Editorial

Reaktive Aldehyde

von Mario Rembold (Laborjournal-Ausgabe 11, 2015)


Stichwort

Stoffwechsel-Aldehyde machen den Schmerz offenbar
noch schlimmer. Foto: www.dental99.com

Wachen Sie öfter mit einem richtig heftigen Kater auf? Obwohl Sie gar nicht so viel getrunken haben? Dann haben Sie vielleicht ein ähnliches Problem wie rund ein Drittel der asiatischen Bevölkerung: Ein Lysin, wo eigentlich ein Glutamin hingehört, nämlich an Position 487 der Aldehyd-Dehydrogenase-2 (ALDH2). Beim Abbau verliert Ethanol zwei Wasserstoff-Atome und verwandelt sich dabei in Acetaldehyd. Das wiederum wird normalerweise durch ALDH2 entsorgt, sofern man nicht die oben erwähnte dominante Genvariante mit sich herumschleppt. Selbst heterozygote Träger des Allels leiden unter einer 60- bis 80-prozentigen Einschränkung der Enzymaktivität und bekommen daher schon nach dem Genuss von wenig Alkohol einen ordentlichen Kater.

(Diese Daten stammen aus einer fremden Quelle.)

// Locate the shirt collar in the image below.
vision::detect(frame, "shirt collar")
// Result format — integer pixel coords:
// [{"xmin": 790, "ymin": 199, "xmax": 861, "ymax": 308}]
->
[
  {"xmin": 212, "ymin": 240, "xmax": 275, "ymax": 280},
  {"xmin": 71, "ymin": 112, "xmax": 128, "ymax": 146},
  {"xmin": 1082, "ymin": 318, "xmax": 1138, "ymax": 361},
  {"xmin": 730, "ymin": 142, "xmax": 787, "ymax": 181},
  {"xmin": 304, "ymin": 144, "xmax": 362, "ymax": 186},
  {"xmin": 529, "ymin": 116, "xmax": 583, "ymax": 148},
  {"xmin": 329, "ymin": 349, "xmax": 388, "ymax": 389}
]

Doch nicht nur fleißige Trinker sind mit Aldehyden konfrontiert, sondern jede atmende Zelle. Während die Mitochondrien Sauerstoff verbrauchen, fallen diverse toxische Substanzen an. Diese reaktiven Sauerstoffspezies peroxidieren unter anderem mehrfach ungesättigte Fettsäuren und erzeugen als Abbauprodukte Verbindungen wie Malondialdehyd, Acrolein oder 4-Hydroxynonenal. Diese reaktiven Aldehyde können an Proteine binden und deren Funktion beeinträchtigen. Auch die Zellen konsequenter Alkohol-Abstinenzler brauchen also Aldehyd-Dehydrogenasen wie ALDH2.

Haarige Versuche

Kein Wunder, dass reaktive Aldehyde mit Krebs, neurodegenerativen Erkrankungen und Autoimmunstörungen in Verbindung gebracht werden. In höheren Konzentrationen haben Aldehyde auch ganz akute Effekte. Injiziert man Nagern Formalin in die Pfote, so reagieren sie mit einer lokal erhöhten Schmerzempfindlichkeit. Da die Tiere keine Fragebögen ausfüllen können, ermittelt man den Grad der Schmerzempfindlichkeit durch Verhaltensexperimente wie den Von Frey Hair Test: Der Experimentator nimmt ein Haar und berührt damit von unten durch ein Gitter die Pfote der Ratte, bis sich das Haar biegt. Jedes Von-Frey-Haar ist so genormt, dass es dabei eine definierte Kraft erzeugt. Zeigt die Ratte keine Reaktion, greift der Versuchsleiter zum nächststärkeren Haar, bis die Ratte die Pfote zurückzieht; dann kennt man die Schmerzschwelle.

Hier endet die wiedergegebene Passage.